Readers of this blockage will know that I have written often about drug-induced sleep endoscopy (DISE) as an important evaluation for patients with obstructive sleep apnea who cannot tolerate CPAP well. One of the unique benefits of DISE is the assessment of whether the epiglottis might be a cause of obstructive sleep apnea, in that it can fall back or otherwise collapse to block breathing. Those of us who perform DISE are very interested in this because we think it occurs in patients during natural sleep and can even be a reason that patients do not tolerate CPAP (if the CPAP pushes the epiglottis back to block their breathing, the CPAP that is supposed to help improve breathing can actually worsen it).
We have led major, scientifically-rigorous studies including other major sleep surgery centers around the world, examining the association between findings of DISE before surgery and the outcomes of surgery. We are proud of these studies and our colleagues coming together to address this critical question for patient care, in that the main purpose of DISE is to understand how it can help us choose surgeries and/or predict the results. I have written in this blog about the first study that considered most types of throat surgery, and the second study focused on Inspire Upper Airway Stimulation.These studies were the largest studies of their kind, but even they were not able to determine clearly the importance of epiglottis-related obstruction and, more importantly, how to treat it. The reason is that epiglottis-related obstruction occurs in about 5-10% of patients, so these studies did not have enough patients with epiglottis-related obstruction undergoing the various kinds of surgery. I generally think about two procedures to treat epiglottis-related obstruction specifically – hyoid suspension or partial removal of the epiglottis – but we could not determine scientifically whether these were effective treatments in these cases.
Is epiglottis shape a clue to epiglottis-related obstruction?
It would be nice if we had some clues about epiglottis-related obstruction before performing DISE. I do not think DISE is needed before every sleep apnea surgery, but it would be nice to know if there was a reason to expect something less-common like epiglottis-related obstruction. In 2013, I wrote about the role of the epiglottis in obstructive sleep apnea, and in that post I mentioned my observation that in many patients with obstructive sleep apnea who turn out to have epiglottis-related obstruction during DISE, the epiglottis can be positioned further back in the throat and may even have a different shape, even while they are awake.
I want to congratulate Dr. Josie Xu, an outstanding and talented surgeon who completed her fellowship in sleep surgery at our center today. She will be joining the team at North York General Hospital in Toronto, returning to the University of Toronto system where she completed her residency training. She is committed to raising awareness about sleep disorders and sleep surgery, and her skills in graphic design have already led her to make a video posted on YouTube about our field of otolaryngology-head and neck surgery. At North York, she will be one of the few dedicated sleep surgeons in Canada, and I look forward to seeing the incredible things she will accomplish in the years ahead.

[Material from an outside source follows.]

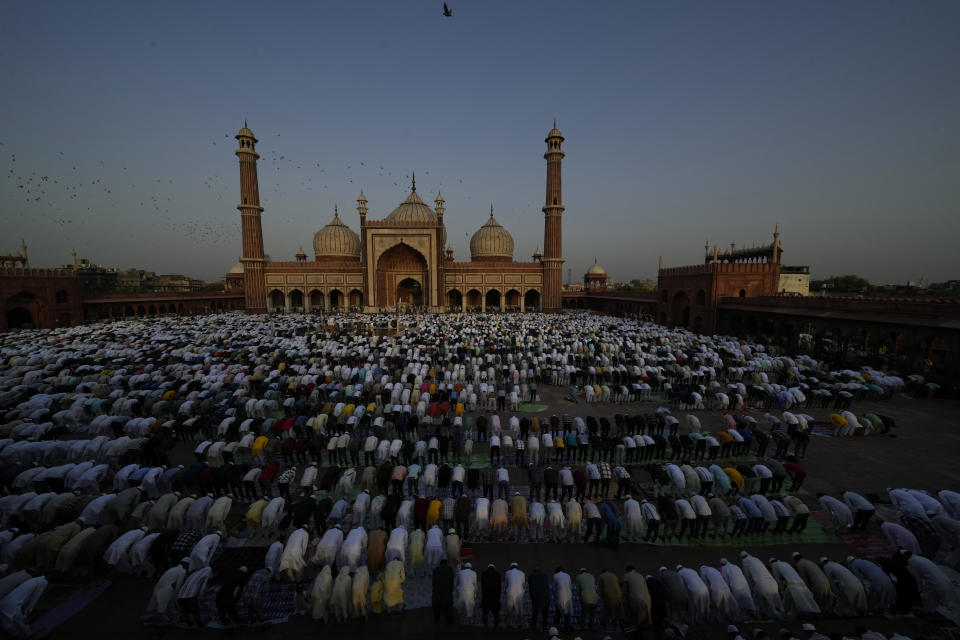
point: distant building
(402, 258)
(595, 279)
(688, 296)
(794, 281)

One of the wonderful things about having fellows and residents is that they ask thoughtful questions. In this case, Dr. Xu wanted to dive into the literature concerning epiglottis-related obstruction, and she found a study I had not seen before. A Slovenian study from 2019 examined the association between epiglottis shape while awake (seen on awake flexible fiberoptic examination in the office) and the presence of epiglottis-related obstruction during DISE. They found that the typical epiglottis shape, with a gentle curve, had a relatively low likelihood of epiglottis-related obstruction (6%), but a flat epiglottis (common in cases where the epiglottis is positioned more towards the back of the throat) was seen much more commonly (32%). Although these numbers for epiglottis-related obstruction are a little higher than we see, the basic finding of more epiglottis-related obstruction with an atypical epiglottis shape matches exactly what we have seen. I applaud the researchers for their work and systematic evaluation.
The bottom line: epiglottis shape is an important clue but does not replace DISE
This study shows that epiglottis shape may suggest epiglottis-related obstruction but, at the same time, does not indicate that it can replace DISE. Other colleagues have reported on patterns of airflow seen during sleep studies that can be a clue to complete epiglottis-related obstruction, but that also is not usable widely at the present time. The study supports our performing DISE in cases where we are concerned about unexpected findings like epiglottis-related obstruction. For the time being, we will continue our approach and look forward to understanding more about the epiglottis with research from colleagues around the world.